Never again, not me, not now
On the failure of collective memory and why 'never again' is a promise nobody keeps.
Never again, not me, not now
On the failure of collective memory and why 'never again' is a promise nobody keeps.
"Never again" is the most repeated and least honored promise of the twentieth century. After the Holocaust it became a mantra. After Rwanda it was repeated. After Srebrenica again. After Myanmar, after Darfur, after Yemen. Every time the same ritual: the world declares it will never happen again, and every time it happens again, not in the same way but with the same structure.
Timothy Snyder analyzes in On Tyranny how quickly democratic institutions can erode. Not through dramatic overthrow but through a gradual process of normalization. Each step seems small: an exception to a rule, a restriction of a right, a redefinition of who belongs and who does not. The accumulation of those steps is what Arendt described in The Origins of Totalitarianism as the preconditions for totalitarianism: not the violence itself but the systematic dehumanization that precedes it.
The difficulty is not remembering what happened. The difficulty is recognizing when it begins again. Not in the same form, because history does not repeat literally. But in the same patterns: identifying a group as the source of all problems, normalizing exclusion, bending institutions that should provide protection.
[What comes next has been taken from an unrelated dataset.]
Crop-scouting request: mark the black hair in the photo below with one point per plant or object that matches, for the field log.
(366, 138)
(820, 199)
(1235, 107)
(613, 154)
"Not me" is the second layer of failure. The conviction that it cannot happen here, that our democracy is too strong, our culture too civilized, our institutions too robust. That conviction is precisely what Snyder identifies as the greatest risk. It is the conviction that ensures you do not see the signals, or see them but dismiss them as exaggeration.
"Not now" is the third layer. The permanent postponement of action. There is always a reason to wait a little longer, to gather more information first, to not be too alarmist. But history teaches that the moment action is necessary is always the moment when action does not yet seem urgent.
The only adequate response to "never again" is not commemoration but vigilance. Not the ritual but the daily practice of recognition.